There’s been this idea that semiconductors are part of China’s reason for wanting to seize Taiwan. China has wanted to seize Taiwan since the existence of Taiwan. It doesn’t need any more motivation. And I don’t think it really factors that deeply into its plans. Where Taiwan itself tries to use this capability is its leverage with the U.S. China has been pushing very hard to try and recreate those capabilities at home, but it’s hit a bunch of bottlenecks.
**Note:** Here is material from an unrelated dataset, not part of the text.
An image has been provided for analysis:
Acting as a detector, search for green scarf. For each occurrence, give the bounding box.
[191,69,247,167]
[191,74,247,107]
It was way behind its 2020 targets, and it’s probably going to be even more behind its 2025 targets.

FP: Evan, what are the chances that Xi would be willing to intercede with Putin to get a negotiated end to the Ukraine war?

EM: Next to zero. Very, very unlikely. The Chinese have been studiously neutral, though they’ve been careful to avoid military assistance and violating the U.S. sanctions. But the Chinese are not going to carry any water for the United States. I think absent some kind of dramatic event by Putin—like the use of a nuclear weapon—the status quo of China’s position on Ukraine and Russia will continue.

FP: James, in terms of the zero-COVID policy, ultimately when you have three years of lockdowns, people become more and more frustrated. Is this the kind of thing that could reach a tipping point? And is a tipping point something that the Chinese power structure actively thinks about?

JP: They’re very worried about street protests. They always have been. They have nightmares about color revolutions, as they call them, the Arab Spring scenarios. But all of that is, I think, very unlikely. And it’s unlikely for a couple of reasons. Firstly, as [former economist] Adam Smith said, there’s a lot of ruin in a nation. And the Chinese are kind of used to putting up with it at this point. So you can have these grumblings, you can have this frustration, and you have these occasional eruptions like protests in Shanghai. But it’s very hard to imagine a scenario where this becomes like full blown zero-COVID protests on any kind of national level because also any local-level incident would be crushed so thoroughly that it would send a message to any other potential protesters.

The other thing is that there just aren’t enough young people in China like [there were during] the Arab Spring. Other things were driven by basically a swelling population of unemployed young men on the streets. And China has the reverse problem. It doesn’t have enough young people. So I think while they’re very worried about it, they’ve actually found ways to contain it.